Pressesprecher und Journalisten hatten noch nie eine entspannte Beziehung. Wie sollte das bei den unterschiedlichen Rollen der Beteiligten auch anders sein? Trotzdem hatte ich als Journalist wie als PR-Manager bis auf ganz wenige Ausnahmen das Gefühl, dass der Umgang von beiden Seiten professionell und fair war.

 

Bernhard Blohm

Rede ich in diesen unruhigen Zeiten mit einstigen Kollegen aus den Unternehmen, scheint es mir, als hätte sich das geändert. Wenn über Medien, Journalisten und das ganze Drumherum geplaudert wird, fällt oft ein Satz, der viel über das aktuelle Verhältnis von Journalisten und Kommunikatoren aussagt. Sinngemäß lautet er: „Ich habe meinen Vorstandsvorsitzenden jetzt vollkommen aus der Schusslinie genommen.“ Gemeint ist, dass die Kontakte des Unternehmenschefs zu Journalisten auf ein Minimum heruntergefahren werden. Die Pressesprecher sehen offenbar kaum noch einen Nutzen darin, den CEO und das Unternehmen über Medien öffentlichkeitswirksam zu positionieren.

Bohrt man weiter, mokieren sich meine früheren PR-Kollegen über den „stark gewachsenen“ Hang der Journalisten zu einer „überkritischen“ Berichterstattung, die dem Chef mehr schade als nutze. Ein immer größerer Teil der Presse sehe die Wirtschaft als Veranstaltung von Dunkelmännern, nur darauf aus, andere übers Ohr zu hauen. Wahrscheinlich ist bei dieser Frustaussage viel Klischeedenken im Spiel. Aber selbst wenn es nicht so wäre, halte ich die Schlussfolgerung der Pressesprecher, den CEO abtauchen zu lassen, aus mehreren Gründen für falsch.

1) Die Personalisierung der Wirtschaftsberichterstattung wird dadurch nicht zurückgedreht. Der Chef steht auch dann im Mittelpunkt, wenn er nicht mit der Presse redet.

2) Ein Unternehmen kann sich nur positionieren, wenn es Botschaften kommuniziert.
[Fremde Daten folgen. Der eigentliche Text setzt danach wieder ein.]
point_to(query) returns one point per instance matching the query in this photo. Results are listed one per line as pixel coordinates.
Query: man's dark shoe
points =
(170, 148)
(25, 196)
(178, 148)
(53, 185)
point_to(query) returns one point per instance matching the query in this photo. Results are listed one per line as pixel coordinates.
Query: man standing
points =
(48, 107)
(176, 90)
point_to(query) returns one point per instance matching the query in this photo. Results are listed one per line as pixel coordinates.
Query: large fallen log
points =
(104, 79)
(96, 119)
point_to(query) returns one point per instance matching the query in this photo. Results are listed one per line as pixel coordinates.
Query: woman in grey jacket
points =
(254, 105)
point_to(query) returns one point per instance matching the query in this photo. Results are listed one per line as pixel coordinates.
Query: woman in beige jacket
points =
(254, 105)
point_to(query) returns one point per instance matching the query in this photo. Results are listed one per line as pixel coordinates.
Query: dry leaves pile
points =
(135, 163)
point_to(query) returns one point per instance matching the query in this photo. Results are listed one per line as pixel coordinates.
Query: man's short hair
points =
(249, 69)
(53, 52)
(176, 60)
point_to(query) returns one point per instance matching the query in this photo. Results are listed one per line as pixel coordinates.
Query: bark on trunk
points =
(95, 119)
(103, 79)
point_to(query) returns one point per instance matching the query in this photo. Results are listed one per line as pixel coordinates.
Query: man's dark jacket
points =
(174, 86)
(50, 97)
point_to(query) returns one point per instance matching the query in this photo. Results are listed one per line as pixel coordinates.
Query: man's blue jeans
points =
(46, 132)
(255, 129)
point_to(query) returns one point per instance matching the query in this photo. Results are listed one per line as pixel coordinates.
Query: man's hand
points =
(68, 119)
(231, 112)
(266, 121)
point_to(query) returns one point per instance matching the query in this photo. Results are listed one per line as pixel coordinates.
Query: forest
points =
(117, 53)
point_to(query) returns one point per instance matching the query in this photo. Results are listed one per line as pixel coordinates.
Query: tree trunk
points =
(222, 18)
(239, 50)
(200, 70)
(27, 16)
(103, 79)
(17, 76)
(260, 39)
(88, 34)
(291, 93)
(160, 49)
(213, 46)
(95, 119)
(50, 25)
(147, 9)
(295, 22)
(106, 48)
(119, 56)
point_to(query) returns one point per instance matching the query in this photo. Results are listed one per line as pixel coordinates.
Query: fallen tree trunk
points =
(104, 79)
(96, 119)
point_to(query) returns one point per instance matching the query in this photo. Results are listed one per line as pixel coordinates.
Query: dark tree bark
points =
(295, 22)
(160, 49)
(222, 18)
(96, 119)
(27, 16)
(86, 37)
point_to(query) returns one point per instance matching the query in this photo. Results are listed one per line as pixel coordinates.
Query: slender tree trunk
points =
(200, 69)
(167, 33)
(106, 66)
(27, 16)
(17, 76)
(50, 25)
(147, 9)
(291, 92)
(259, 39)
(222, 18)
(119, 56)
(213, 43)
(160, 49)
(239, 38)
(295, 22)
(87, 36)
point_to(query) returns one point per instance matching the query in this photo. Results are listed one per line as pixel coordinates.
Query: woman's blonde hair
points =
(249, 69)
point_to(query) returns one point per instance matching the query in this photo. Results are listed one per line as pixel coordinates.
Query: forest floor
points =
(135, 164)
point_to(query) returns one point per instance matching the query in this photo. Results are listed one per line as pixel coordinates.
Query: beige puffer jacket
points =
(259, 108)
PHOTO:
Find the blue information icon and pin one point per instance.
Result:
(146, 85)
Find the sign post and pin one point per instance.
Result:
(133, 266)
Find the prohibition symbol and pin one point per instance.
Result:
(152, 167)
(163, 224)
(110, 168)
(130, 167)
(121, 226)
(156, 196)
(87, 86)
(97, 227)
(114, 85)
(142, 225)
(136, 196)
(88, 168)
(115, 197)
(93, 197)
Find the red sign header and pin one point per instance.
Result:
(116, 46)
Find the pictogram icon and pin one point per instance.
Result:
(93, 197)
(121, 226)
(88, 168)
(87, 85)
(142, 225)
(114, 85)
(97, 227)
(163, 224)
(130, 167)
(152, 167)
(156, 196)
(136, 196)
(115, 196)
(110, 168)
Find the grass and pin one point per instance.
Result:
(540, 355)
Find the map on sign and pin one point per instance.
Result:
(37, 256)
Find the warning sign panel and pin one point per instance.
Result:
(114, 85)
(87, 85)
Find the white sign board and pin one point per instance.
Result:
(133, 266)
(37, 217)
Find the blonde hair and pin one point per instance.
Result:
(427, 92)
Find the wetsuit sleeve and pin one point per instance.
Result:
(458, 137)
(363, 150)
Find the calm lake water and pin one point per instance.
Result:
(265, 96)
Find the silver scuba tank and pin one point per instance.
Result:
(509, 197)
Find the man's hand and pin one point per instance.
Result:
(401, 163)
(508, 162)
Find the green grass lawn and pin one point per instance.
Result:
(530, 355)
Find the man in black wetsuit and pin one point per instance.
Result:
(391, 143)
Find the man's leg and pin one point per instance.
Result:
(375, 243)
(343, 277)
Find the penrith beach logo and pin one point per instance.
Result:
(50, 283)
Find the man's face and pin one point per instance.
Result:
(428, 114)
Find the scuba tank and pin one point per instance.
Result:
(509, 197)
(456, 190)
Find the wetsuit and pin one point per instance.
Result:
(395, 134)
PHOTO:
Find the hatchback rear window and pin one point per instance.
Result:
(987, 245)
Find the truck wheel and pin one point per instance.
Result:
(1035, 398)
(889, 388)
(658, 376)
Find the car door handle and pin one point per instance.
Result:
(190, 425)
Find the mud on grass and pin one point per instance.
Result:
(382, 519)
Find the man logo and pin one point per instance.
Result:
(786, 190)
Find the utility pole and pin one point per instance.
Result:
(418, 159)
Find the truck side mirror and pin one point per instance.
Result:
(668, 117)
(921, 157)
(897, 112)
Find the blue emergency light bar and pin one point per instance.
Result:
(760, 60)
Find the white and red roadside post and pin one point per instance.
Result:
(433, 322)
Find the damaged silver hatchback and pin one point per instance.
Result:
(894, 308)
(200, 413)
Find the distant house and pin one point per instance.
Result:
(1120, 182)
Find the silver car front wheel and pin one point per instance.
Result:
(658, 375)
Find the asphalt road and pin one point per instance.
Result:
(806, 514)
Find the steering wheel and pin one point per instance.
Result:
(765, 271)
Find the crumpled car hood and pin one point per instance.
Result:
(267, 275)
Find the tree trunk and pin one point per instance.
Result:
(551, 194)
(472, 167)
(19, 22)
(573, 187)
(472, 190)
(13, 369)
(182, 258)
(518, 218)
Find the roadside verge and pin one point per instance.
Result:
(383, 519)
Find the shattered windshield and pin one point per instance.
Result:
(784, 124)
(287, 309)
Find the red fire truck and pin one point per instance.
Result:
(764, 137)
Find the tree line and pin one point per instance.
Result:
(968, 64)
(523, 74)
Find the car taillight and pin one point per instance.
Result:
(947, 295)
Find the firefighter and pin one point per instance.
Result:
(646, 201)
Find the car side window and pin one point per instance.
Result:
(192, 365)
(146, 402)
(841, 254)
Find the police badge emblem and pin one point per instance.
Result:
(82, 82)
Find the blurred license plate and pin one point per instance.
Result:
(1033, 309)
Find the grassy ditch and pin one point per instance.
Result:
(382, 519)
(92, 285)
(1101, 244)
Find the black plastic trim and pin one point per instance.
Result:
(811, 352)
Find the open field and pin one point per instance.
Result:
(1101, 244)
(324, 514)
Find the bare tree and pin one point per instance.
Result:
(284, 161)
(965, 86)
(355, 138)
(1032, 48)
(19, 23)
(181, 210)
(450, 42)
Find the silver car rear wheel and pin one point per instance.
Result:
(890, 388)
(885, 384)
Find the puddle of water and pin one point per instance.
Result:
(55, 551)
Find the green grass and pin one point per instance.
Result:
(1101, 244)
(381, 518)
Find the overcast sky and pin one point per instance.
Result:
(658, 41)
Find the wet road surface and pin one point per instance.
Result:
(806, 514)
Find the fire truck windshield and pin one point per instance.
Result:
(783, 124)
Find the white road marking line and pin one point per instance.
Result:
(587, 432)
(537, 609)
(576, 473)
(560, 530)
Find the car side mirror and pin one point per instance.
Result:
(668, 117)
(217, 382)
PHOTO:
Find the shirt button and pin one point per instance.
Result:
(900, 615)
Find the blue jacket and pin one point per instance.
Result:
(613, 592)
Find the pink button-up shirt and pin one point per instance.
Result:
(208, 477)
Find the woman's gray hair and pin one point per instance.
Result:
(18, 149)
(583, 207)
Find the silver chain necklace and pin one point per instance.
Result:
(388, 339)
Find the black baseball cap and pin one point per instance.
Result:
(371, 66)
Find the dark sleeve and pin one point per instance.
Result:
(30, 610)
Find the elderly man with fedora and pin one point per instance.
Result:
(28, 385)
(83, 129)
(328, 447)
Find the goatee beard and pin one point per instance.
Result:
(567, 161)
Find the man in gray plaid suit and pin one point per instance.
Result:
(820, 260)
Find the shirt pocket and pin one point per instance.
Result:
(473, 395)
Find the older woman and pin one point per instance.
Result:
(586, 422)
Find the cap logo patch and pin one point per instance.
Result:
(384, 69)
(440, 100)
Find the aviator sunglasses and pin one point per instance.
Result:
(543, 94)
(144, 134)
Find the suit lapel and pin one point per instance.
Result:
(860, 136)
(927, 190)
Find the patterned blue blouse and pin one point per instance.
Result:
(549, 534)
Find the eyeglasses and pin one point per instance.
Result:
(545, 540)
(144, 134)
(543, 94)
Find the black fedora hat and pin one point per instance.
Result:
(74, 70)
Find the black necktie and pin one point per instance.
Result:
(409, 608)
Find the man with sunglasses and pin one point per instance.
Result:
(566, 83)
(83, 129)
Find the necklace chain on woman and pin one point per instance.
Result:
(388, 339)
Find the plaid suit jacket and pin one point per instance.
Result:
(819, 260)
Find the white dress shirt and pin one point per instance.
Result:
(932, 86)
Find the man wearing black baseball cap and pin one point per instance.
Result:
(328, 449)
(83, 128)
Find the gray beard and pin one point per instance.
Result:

Ignorieren Journalisten diese, steckt in den seltensten Fällen Böswilligkeit dahinter. Viel eher dürfte es an einer schlechten Aufbereitung der Botschaften gelegen haben. Klare Fragen verlangen klare Antworten. Geschwalle nehmen Journalisten zu Recht übel.

3) Fühlt man sich von einem Journalisten ungerecht behandelt, sollte das Unternehmen das mit belegbaren Argumenten klar zum Ausdruck bringen – gegenüber dem Journalisten und notfalls auch eine Etage höher.

Beleidigt zu sein oder einen Schmusekurs zu fahren, hilft nicht weiter. Nichts schätzen Journalisten mehr als einen professionellen Umgang mit ihren Ansprechpartnern in den Unternehmen. Das heißt nicht, ihnen alle Wünsche zu erfüllen. Aber auch nicht, aus Furcht vor einer unliebsamen Berichterstattung den Chef einfach auf stumm zu schalten.

 

Bernhard Blohm arbeitet als Berater in Hamburg. Der frühere Vize-Chef von Welt und Welt am Sonntag war unter anderem Chefvolkswirt der HSH Nordbank, Leiter Unternehmenskommunikation der Dresdner Bank und Mitgründer der Investmentbank Equinet Bank AG.